Diagnosis: human or machine?

Martin Huhn, Professor for Predictive Maintenance and Condition Monitoring at the Technical University of Lübeck, deals with the diagnostics of machines in his professional environment, more precisely with fault diagnosis. Predictive maintenance is required to prevent such errors from occurring in the first place. For these, a prediction is made using sensors and vibrations, and error algorithms are created.

Alexander Münchau, Professor of Neurology at the, is surprised that a machine can also speak or even be felt University of Luebeck. Among other things, he researches rare diseases and sometimes he has to tell his patients that he doesn’t know what they have. A machine that diagnoses completely objectively would sometimes be desirable.

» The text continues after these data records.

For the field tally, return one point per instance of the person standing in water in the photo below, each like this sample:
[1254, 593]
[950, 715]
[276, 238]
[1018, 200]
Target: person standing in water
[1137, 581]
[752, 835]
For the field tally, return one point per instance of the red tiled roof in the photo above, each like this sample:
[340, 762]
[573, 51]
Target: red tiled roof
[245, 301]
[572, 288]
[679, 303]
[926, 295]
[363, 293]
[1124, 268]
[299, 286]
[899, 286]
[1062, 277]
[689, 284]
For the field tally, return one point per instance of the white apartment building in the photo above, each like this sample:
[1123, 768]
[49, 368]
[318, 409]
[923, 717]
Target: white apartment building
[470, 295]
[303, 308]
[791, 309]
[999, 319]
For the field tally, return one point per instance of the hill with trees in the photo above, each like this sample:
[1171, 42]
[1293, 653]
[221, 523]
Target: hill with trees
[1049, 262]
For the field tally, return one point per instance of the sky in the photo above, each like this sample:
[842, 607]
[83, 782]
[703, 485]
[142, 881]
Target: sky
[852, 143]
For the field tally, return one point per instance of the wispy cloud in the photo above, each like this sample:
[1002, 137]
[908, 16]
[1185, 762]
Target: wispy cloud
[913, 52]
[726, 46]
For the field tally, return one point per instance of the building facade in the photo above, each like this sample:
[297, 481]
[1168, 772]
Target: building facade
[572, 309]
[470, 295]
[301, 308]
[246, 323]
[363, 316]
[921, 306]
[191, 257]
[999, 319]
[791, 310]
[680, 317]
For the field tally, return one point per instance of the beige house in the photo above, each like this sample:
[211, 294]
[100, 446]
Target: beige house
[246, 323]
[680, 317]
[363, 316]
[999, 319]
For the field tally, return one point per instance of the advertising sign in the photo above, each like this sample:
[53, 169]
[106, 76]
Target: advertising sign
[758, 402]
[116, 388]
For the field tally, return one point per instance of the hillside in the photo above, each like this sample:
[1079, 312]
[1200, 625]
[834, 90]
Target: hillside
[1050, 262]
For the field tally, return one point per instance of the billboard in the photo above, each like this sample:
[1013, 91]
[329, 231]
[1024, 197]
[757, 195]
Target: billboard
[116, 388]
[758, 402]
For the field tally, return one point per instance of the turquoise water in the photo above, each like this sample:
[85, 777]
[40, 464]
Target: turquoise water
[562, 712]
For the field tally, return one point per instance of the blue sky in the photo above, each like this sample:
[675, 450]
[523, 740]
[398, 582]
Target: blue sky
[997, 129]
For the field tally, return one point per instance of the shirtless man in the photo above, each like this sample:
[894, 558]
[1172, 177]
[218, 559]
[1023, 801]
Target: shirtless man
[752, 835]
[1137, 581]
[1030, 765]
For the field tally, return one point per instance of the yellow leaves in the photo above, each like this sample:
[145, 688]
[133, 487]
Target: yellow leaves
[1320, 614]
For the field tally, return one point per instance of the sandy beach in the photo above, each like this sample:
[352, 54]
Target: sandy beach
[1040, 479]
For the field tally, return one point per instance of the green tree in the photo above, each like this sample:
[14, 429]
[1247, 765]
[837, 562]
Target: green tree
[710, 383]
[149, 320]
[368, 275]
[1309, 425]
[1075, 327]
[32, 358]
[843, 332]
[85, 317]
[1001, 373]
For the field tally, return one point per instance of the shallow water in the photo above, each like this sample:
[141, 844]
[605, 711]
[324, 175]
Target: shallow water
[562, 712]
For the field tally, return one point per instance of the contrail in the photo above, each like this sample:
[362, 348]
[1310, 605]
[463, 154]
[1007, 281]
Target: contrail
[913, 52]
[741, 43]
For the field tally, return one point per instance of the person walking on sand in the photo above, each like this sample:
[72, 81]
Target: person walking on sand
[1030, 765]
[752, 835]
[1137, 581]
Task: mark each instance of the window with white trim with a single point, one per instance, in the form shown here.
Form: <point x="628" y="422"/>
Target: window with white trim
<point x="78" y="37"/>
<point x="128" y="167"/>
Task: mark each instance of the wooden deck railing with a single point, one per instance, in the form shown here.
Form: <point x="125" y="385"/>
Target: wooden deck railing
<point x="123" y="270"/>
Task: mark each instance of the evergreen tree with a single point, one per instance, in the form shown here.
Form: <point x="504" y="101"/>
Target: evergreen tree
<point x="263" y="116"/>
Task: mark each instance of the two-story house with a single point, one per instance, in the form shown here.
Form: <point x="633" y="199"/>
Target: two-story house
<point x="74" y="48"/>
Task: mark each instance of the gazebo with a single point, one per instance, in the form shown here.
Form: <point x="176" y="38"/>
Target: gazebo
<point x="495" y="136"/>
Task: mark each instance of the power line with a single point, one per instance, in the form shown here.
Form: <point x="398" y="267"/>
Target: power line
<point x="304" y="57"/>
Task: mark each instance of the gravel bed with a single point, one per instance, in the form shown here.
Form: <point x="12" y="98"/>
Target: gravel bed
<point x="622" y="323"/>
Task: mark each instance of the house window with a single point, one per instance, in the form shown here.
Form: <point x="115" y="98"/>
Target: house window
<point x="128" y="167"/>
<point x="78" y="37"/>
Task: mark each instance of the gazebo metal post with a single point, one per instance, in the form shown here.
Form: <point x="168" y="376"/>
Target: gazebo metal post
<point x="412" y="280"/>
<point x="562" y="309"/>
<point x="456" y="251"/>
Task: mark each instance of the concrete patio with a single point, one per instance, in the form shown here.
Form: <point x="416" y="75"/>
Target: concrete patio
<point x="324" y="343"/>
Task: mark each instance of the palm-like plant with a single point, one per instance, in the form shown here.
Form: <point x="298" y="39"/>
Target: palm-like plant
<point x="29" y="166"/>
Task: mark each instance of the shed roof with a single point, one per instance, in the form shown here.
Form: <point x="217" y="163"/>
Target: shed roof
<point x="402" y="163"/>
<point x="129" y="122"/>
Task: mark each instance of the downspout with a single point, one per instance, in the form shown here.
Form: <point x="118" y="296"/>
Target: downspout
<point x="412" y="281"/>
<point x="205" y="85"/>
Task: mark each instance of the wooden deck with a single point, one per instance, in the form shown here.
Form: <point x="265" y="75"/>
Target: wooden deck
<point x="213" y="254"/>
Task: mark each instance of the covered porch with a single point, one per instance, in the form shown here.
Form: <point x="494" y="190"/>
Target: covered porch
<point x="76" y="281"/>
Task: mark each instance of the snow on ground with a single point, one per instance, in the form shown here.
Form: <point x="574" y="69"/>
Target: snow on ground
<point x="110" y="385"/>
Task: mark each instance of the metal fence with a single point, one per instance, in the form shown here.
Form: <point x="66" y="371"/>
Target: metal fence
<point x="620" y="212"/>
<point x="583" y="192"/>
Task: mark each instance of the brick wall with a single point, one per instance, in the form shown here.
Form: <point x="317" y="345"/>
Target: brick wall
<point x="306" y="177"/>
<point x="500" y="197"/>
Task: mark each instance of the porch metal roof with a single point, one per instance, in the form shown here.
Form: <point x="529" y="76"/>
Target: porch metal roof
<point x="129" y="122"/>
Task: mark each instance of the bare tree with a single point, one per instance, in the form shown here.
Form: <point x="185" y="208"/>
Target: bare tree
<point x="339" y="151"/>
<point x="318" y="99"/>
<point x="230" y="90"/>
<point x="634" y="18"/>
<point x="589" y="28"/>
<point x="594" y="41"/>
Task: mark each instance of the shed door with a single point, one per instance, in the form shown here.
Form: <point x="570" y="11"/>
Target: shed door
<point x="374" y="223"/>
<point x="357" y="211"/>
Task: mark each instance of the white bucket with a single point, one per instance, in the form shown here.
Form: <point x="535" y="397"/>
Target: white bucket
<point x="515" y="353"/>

Daniel Scholz knows that a good psychotherapist always needs physicality and subjective feelings, Professor for musicians’ health at the Lübeck University of Music. In his consultation hours, he primarily treats musicians with focal dystonia, a task-specific movement disorder. It becomes clear once again that this diagnosis is no longer just a motor disorder, but that the brain can also be involved and why it still requires creative drive and individual experience in composing and playing the guitar.

Moderated by Johanna Helbing, communications officer at the Technical University of Lübeck, the podcast from Lübeck to the power of 3 once a month topics of research, culture and society. Representatives of the three universities involved in the project (Lübeck University of Music, Lübeck University of Applied Sciences and Lübeck University of Applied Sciences) and, depending on the topic, an expert as a guest are invited.
The podcast is available through the website www.gedankenspruenge-podcast.de and all common platforms ready for retrieval. The episodes go online on Wednesdays in the middle of the month.

Knowledge transfer, mutual dialogue and new ideas – this is what Lübeck stands for 3. The initiators and representatives of the three universities see their own podcast as an important building block to stimulate discourse with society about science and culture.

The discussion round in episode 22

Prof. Dr.-Ing. Martin Huhn is a PhD mechanical engineer and worked for a long time in the wind industry before moving to the TH Lübeck as a professor for predictive maintenance and condition monitoring in 2020 with his accumulated knowledge. In condition monitoring, Dr. Huhn first worked intensively on monitoring the condition of centrifugal pumps and later on wind turbines. One focus here is vibration analysis. Many types of damage can be detected based on machine vibrations. Predictive maintenance goes one step further and predicts the condition of the machine. This enables spare parts to be procured in good time and is used for maintenance planning.

Prof. Dr. medical Alexander Munchau studied medicine in Hamburg and Berlin. He is spokesman for the Center for Rare Diseases at the University of Lübeck and since 2020 he has been Director of the Institute for Systemic Motor Research at the University of Lübeck. In 2017 he founded the German Academy for Rare Neurological Diseases (DASNE). As neurologist he knows how a diagnosis is made and how difficult it can sometimes be for those affected to get there – especially when it comes to rare diseases. In addition to diagnostics, he is also looking for new paths in research: Most recently, this led him to Lapland, where he offered a new form of treatment for Tourette’s.

Prof. Dr. Daniel Sebastian Scholz has been a professor for musicians’ health at the Lübeck University of Music and the University of Lübeck since 2022. Previously, he worked as a research assistant at the Institute for Music Physiology and Musicians’ Medicine (IMMM) at the Hanover University of Music, Drama and Media (HMTMH), where he also taught jazz composition, arrangement and educational psychology. Scholz studied psychology with a neurophysiological and clinical focus in Marburg and jazz composition with a supplementary subject jazz guitar in Osnabrück. He also received his doctorate from the Center for Systemic Neurosciences in Hanover, where he qualified as a psychological psychotherapist specializing in behavioral therapy.

The moderator Johanna Helbing has been a communications officer at the Technical University of Lübeck since the end of 2021. She studied European media culture at the Bauhaus University in Weimar and Lyon and has been part of the editorial team for the podcast since it was born in May 2021.